Elle était née dans la douleur l’an dernier après l’absence d’un consensus entre partenaires sociaux, rendu difficile par un cadre de négociation très strict, imposé par le gouvernement. La réforme de l’assurance chômage est suspendue dans son application, depuis l’irruption de la crise sanitaire. Mais jusqu’à quand ? En janvier, le gouvernement, les organisations syndicales et les organisations patronales doivent se retrouver autour d’une même table pour un nouveau cycle de concertations. Critiquant la philosophie de la réforme, Laurent Berger, le secrétaire général de la CFDT, a demandé au gouvernement de « repartir d’une feuille blanche ». « L’intelligence, c’est de s’adapter à la réalité », a-t-il expliqué ce 14 décembre, dans l’émission Audition publique, sur Public Sénat et LCP-AN en partenariat avec Le Figaro Live.
Le leader syndical estime que le contexte a profondément changé depuis les premières discussions sur cette réforme, dont les dispositions prises par décret devaient entrer en application de manière progressive. « Cette réforme, lorsqu’elle est apparue en 2019, la CFDT avait été extrêmement claire. Elle disait que c’était une réforme injuste. Aujourd’hui, je dis que c’était une réforme injuste et inadaptée », a insisté Laurent Berger. Seuil de rechargement des droits, bonus-malus en fonction du recours au CDD, réforme du mode de calcul de l’indemnisation pénalisant les personnes alternant les contrats courts et périodes d’inactivité, dégressivité progressive des allocations pour les plus hauts salaires : la réforme prévoyait de nombreuses pistes d’économies pour améliorer les comptes de l’Unédic et inciter au retour à l’emploi.
La dégradation brutale du marché de l’emploi, avec la crise économique et l’arrêt forcé de pans entiers de l’économie auront raison de la réforme, selon lui, face à l’envolée attendue du taux de chômage. « On va être à 10 % – et je n’espère pas plus – dans les mois à venir », a redouté Laurent Berger. « Il est hors de question d’avoir une logique de réforme d’assurance chômage qui soit totalement punitive pour les demandeurs d’emploi, qui laisse croire qu’ils profiteraient du système », s’est-il indigné.

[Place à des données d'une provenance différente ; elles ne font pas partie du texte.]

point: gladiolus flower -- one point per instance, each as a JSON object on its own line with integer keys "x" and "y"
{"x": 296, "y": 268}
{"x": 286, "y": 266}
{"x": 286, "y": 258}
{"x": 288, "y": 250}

« Pas de voie de passage » pour relancer la réforme des retraites
A l’approche des rendez-vous de janvier, la CFDT veut notamment « empêcher le gouvernement de faire un certain nombre de projets sur la table », comme le retour de l’allongement de 4 à 6 mois de la période minimale d’emploi sur les deux dernières années pour prétendre à une allocation.
Quant à la réforme des retraites, engagée au Parlement avant le premier confinement, Laurent Berger n’envisage pas un seul instant son retour dans l’agenda social et politique. « Clairement, il n’y a pas de voie de passage pour le faire », a-t-il observé. Le temps manque, et surtout, la conjonction des crises – sanitaires, économiques et sociales – rendrait le débat totalement impossible. « Si on veut mettre le feu, on fait une réforme paramétrique des retraites », a-t-il mis en garde.